Die Dynamik des Systems wird über ETCD gewährleistet: Regeln werden ohne Redeployment auf die Worker verteilt. Dies ist entscheidend für Systeme, in denen Änderungen der Logik sofort angewendet werden müssen. Das stateless Design und die Containerisierung über Docker ermöglichen eine horizontale Skalierung der Verarbeitung bei Spitzenlasten. Die Interaktion mit der Außenwelt erfolgt über Output Sinks, die mit Pluggy implementiert sind, wodurch starre interne Abhängigkeiten durch erweiterbare Integrationspunkte ersetzt werden.
Besondere Aufmerksamkeit verdient das Erweiterungsmodell über User Defined Functions. Diese werden in Python geschrieben und bilden faktisch die Standardbibliothek des Systems. Dies ermöglicht den Zugriff auf externe APIs und ML-Modelle, bringt jedoch gleichzeitig das Risiko unkontrollierbarer Abhängigkeiten und steigender Latenz mit sich. Hier setzt die Architektur auf Disziplin in der Nutzung, nicht auf strikte Einschränkungen.
Aus Sicht der Daten operiert das System mit Entities — Objekten, für die der Zustand gespeichert und Labels angewendet werden. Dies ermöglicht den Aufbau kontextueller Regeln, erfordert jedoch eine sorgfältige Verwaltung des Zustands, um die Konsistenz bei der Skalierung nicht zu gefährden. Im ursprünglichen Beschreibungstext werden keine Details zur Speicherung des Zustands offengelegt, was die Frage nach seiner Robustheit bei Ausfällen offenlässt.

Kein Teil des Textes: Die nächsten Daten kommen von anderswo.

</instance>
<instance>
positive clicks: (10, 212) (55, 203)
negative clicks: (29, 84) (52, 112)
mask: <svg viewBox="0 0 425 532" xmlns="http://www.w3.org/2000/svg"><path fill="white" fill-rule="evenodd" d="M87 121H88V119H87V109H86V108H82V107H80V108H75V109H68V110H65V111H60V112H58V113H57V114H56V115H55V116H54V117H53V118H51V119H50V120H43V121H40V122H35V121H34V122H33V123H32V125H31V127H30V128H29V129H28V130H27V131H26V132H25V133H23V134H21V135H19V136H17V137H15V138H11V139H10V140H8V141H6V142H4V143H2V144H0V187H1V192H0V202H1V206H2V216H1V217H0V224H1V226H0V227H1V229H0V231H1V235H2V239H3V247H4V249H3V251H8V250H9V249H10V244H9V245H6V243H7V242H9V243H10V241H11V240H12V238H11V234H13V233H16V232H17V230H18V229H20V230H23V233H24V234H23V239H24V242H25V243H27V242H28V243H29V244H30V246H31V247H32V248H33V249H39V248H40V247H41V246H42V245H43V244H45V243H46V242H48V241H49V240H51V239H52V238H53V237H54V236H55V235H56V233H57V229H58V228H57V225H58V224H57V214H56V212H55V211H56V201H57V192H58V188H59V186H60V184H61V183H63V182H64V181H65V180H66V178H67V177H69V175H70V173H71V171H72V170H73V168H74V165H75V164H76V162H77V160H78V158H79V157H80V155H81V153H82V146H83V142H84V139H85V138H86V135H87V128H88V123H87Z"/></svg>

Die Ergebnisse zeigen, dass das System in der Lage ist, bis zu 2,3 Millionen Regeln pro Sekunde bei einer Last von mehreren Hundert Millionen Ereignissen pro Tag zu verarbeiten. Dabei werden keine genauen Metriken zu Latenz und Fehlern offengelegt. Architektonisch zeigt das System Robustheit durch die Trennung der Verantwortlichkeiten: Rust stabilisiert den Fluss, Python beschleunigt die Evolution der Logik. Kafka und Druid werden für Routing und Analytik verwendet und schließen den Kreis von der Verarbeitung zur Beobachtbarkeit.
Letztendlich ist Osprey kein Versuch, die Ereignisverarbeitung zu vereinfachen, sondern ein Eingeständnis ihrer Komplexität. Die Architektur setzt auf Skalierbarkeit und Dynamik und akzeptiert steigende Betriebskosten als unvermeidlichen Kompromiss. Dieser Ansatz wird bereits zum Standard für Highload-Systeme, in denen der Datenfluss wichtiger ist als die Einfachheit der Ausführung.